EXHIBITION DESCRIPTIONS

Driving While Black

Driving While Black


Toshiko Takaezu

Toshiko Takaezu

Driving While Black

February 23 - May 24, 2019

Noyes Museum of Art, Kramer Hall

The Negro Motorist Green Book (Green Book) was an annual guidebook for African-America travelers. It was originated and published by New York City mailman Victor Hugo Green from 1936 to 1966, during the era of Jim Crow Laws,  when open and often legally prescribed discrimination against non-whites was widespread. In  a 1949 version of the Green Book stated optimistically that “there will be a day some time in the near future when this guide will not have to be published.”  Given recent events in places like Ferguson and Baltimore, combined with years of police violence and racial profiling, is traveling for African Americans safe? This exhibition will suggest that the statement in 1949 may be premature. Presented in a multi-layered approach, with both artifacts and  art, the exhibition will provide the visitor with historical references, contemporary conversations and opportunities for civil dialogue and discourse.  

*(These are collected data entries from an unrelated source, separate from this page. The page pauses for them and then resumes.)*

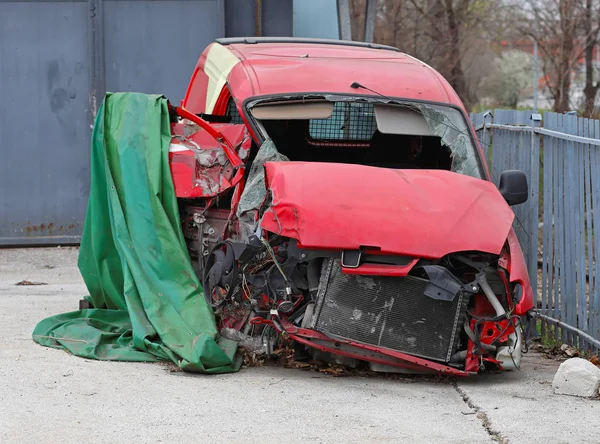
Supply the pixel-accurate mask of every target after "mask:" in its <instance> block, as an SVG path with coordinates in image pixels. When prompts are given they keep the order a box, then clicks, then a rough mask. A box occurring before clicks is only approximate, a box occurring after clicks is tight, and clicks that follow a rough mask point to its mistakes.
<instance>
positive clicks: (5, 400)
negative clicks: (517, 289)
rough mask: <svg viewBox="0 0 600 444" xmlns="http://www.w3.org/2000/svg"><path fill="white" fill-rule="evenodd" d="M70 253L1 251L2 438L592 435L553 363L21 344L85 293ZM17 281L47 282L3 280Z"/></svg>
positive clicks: (577, 399) (160, 438) (1, 364)
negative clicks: (250, 358)
mask: <svg viewBox="0 0 600 444" xmlns="http://www.w3.org/2000/svg"><path fill="white" fill-rule="evenodd" d="M76 259H77V249H75V248H45V249H5V250H2V249H0V442H2V443H19V442H25V441H28V442H38V441H45V442H52V443H63V442H64V443H71V442H72V443H75V442H93V443H96V442H97V443H116V442H119V443H120V442H135V443H138V442H140V443H146V442H147V443H154V442H167V441H168V442H183V441H187V442H209V443H212V442H215V443H220V442H226V443H237V442H239V443H242V442H243V443H253V442H261V443H279V442H290V443H301V442H315V443H337V442H340V443H342V442H343V443H365V442H369V443H370V442H392V443H394V442H411V443H417V442H423V443H431V442H444V443H445V442H449V443H489V442H511V443H521V442H523V443H538V442H539V443H545V444H547V443H597V442H600V402H598V401H593V400H584V399H579V398H571V397H566V396H558V395H554V394H553V393H552V387H551V382H552V377H553V376H554V373H555V371H556V369H557V368H558V363H557V362H555V361H550V360H545V359H544V358H542V357H540V356H537V355H533V354H528V355H526V356H525V359H524V363H523V370H522V371H520V372H513V373H504V374H491V375H480V376H478V377H474V378H471V379H463V380H460V381H458V382H453V381H452V380H441V381H437V380H432V379H431V378H422V377H412V378H403V379H401V380H393V379H386V378H385V377H383V376H382V377H368V378H366V377H341V378H336V377H332V376H328V375H324V374H319V373H314V372H306V371H301V370H290V369H283V368H275V367H261V368H249V369H243V370H242V371H240V372H239V373H237V374H231V375H216V376H203V375H190V374H184V373H181V372H179V373H172V372H170V371H169V369H168V367H167V366H165V365H161V364H143V363H142V364H140V363H117V362H99V361H90V360H85V359H82V358H76V357H74V356H71V355H69V354H67V353H66V352H63V351H60V350H53V349H48V348H44V347H41V346H39V345H37V344H35V343H34V342H33V341H32V340H31V332H32V330H33V328H34V326H35V324H36V323H37V322H38V321H39V320H41V319H42V318H44V317H46V316H49V315H52V314H58V313H62V312H66V311H72V310H75V309H77V304H78V300H79V299H80V298H81V297H82V296H83V295H85V294H86V288H85V285H84V284H83V282H82V280H81V277H80V276H79V272H78V270H77V268H76ZM22 280H28V281H37V282H45V283H47V284H48V285H40V286H15V283H17V282H19V281H22Z"/></svg>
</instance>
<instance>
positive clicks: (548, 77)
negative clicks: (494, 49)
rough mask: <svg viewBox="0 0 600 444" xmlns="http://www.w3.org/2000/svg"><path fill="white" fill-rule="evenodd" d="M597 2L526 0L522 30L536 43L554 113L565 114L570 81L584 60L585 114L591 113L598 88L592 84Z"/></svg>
mask: <svg viewBox="0 0 600 444" xmlns="http://www.w3.org/2000/svg"><path fill="white" fill-rule="evenodd" d="M595 3H597V0H547V1H544V2H539V1H537V0H528V4H529V5H530V9H531V14H529V11H525V14H524V17H523V18H522V25H521V28H522V30H523V31H524V33H525V34H527V35H529V36H531V37H532V38H533V39H535V41H536V42H537V44H538V48H539V49H540V53H541V56H542V70H543V73H544V79H545V81H546V84H547V86H548V89H549V91H550V94H551V95H552V98H553V100H554V107H553V108H554V111H556V112H566V111H568V110H569V109H572V108H573V107H574V106H573V104H572V103H571V102H570V90H571V83H572V78H573V77H574V75H575V74H576V72H577V69H578V68H579V66H580V64H581V58H582V57H583V56H584V55H585V57H586V75H585V77H586V87H585V89H584V91H585V95H586V112H588V113H589V112H591V110H593V107H594V100H595V96H596V92H597V86H595V85H594V83H593V80H594V79H593V53H594V47H595V46H596V44H597V41H598V20H597V18H594V15H596V14H594V13H593V11H594V10H595V9H597V6H596V5H595Z"/></svg>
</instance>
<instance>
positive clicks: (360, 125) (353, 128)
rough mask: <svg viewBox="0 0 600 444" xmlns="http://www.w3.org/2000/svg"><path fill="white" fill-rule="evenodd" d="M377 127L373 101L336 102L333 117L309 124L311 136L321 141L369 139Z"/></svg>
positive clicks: (312, 122) (351, 140)
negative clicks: (365, 102)
mask: <svg viewBox="0 0 600 444" xmlns="http://www.w3.org/2000/svg"><path fill="white" fill-rule="evenodd" d="M376 129H377V122H376V121H375V112H374V111H373V104H372V103H352V102H336V103H335V104H334V106H333V113H332V114H331V117H329V118H328V119H312V120H310V122H309V124H308V133H309V136H310V138H311V139H313V140H321V141H322V140H330V141H369V140H371V137H373V133H374V132H375V130H376Z"/></svg>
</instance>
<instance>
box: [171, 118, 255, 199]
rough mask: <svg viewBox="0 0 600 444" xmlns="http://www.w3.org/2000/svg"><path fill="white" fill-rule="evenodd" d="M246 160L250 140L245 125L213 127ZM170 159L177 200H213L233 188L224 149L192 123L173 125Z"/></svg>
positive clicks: (231, 167)
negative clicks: (213, 127) (180, 197)
mask: <svg viewBox="0 0 600 444" xmlns="http://www.w3.org/2000/svg"><path fill="white" fill-rule="evenodd" d="M214 126H215V128H217V129H218V130H219V131H221V132H222V133H223V135H224V136H225V137H227V139H228V140H229V141H230V142H231V144H232V145H233V146H234V147H235V151H236V152H237V154H238V156H239V157H240V158H241V159H245V158H246V157H247V155H248V151H249V150H250V146H251V143H252V140H251V138H250V134H249V133H248V130H247V129H246V127H245V126H244V125H227V124H221V125H217V124H215V125H214ZM173 134H174V136H173V138H172V140H171V145H170V147H169V160H170V165H171V172H172V174H173V181H174V184H175V193H176V194H177V197H182V198H199V197H214V196H217V195H219V194H221V193H223V192H224V191H227V190H228V189H230V188H232V187H233V186H234V185H235V184H234V183H233V182H232V179H233V177H234V175H235V169H234V168H233V166H232V164H231V162H230V161H229V159H228V158H227V155H226V153H225V150H224V149H223V147H222V146H221V144H220V143H219V142H218V141H216V140H215V139H214V138H213V137H212V136H211V135H209V134H208V133H207V132H206V131H204V130H202V129H200V127H199V126H197V125H195V124H177V125H173Z"/></svg>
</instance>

Collective Identity: The Legacy of Apprenticeship Under Toshiko Takaezu

April 12 - June 23, 2019

Noyes Arts Garage

Toshiko Takaezu (1922-2011), a Japanese-American ceramic artist known for her closed vessels, became internationally influential by presenting her pots as sculpture. She is celebrated as a formidable modernist whose style is epitomized by unrestrained brush strokes and splashes of glaze over her signature ceramic forms. Takaezu taught for 25 years at Princeton University and for 35 years and was an annual visiting artist at Skidmore College where she made her largest works. From those students she shaped a generation of artists and selected the majority of her apprentices. In 1975, she was inducted into the American Craft Council College of Fellows, and in 1994, was awarded the organization’s Gold Medal for consummate craftsmanship. Of the award she wrote: “Whenever I receive an honor or recognition, I think of my many mentors and feel they have played a very important part in my life…. I would like to recognize these people, most of whom are unaware of the role they played in furthering my career. I am also grateful for many years of teaching, which allowed me to grow and to experiment and should not be forgotten.”

The impact of Toshiko Takaezu on the field of ceramics and contemporary art is well documented, yet her role as mentor—equally important to her—is too often overlooked. From the mid 1970s until the last year of her life, Takaezu chose one apprentice each year to live and work at her home and studio in Quakertown, NJ. An integral part of that apprenticeship was the biannual open-house in which Takaezu presented the work of the current apprentice throughout her studio and grounds. Since her passing and to honor Toshiko’s mentor/apprentice tradition, the open-house exhibitions have continued.

Featuring work by seventeen of her former apprentices and committed disciples, Collective Identity celebrates Toshiko’s dedication to mentorship and helps communicate her excellence as a maker and educator. The breadth of Toshiko’s influence can be recognized through the variety of personal vision of her student’s work throughout the exhibition.


Jack Knight

Jack Knight

Jack Knight

June 7 - August 31, 2019

Noyes Museum of Art, Kramer Hall

My paintings have evolved from Geometric Abstraction to what I refer to as “Symbolic Visual Expression”. The word “symbol” is defined as, “something that suggests or represents something elseSymbols often take the form of words, visual images or gestures that are used to convey ideas and beliefs.”

It is the choice of the viewer to establish or interpret the content of the composition as an intuitive impression or association, reflecting on the visual symbols in play. Nothing more, nothing less.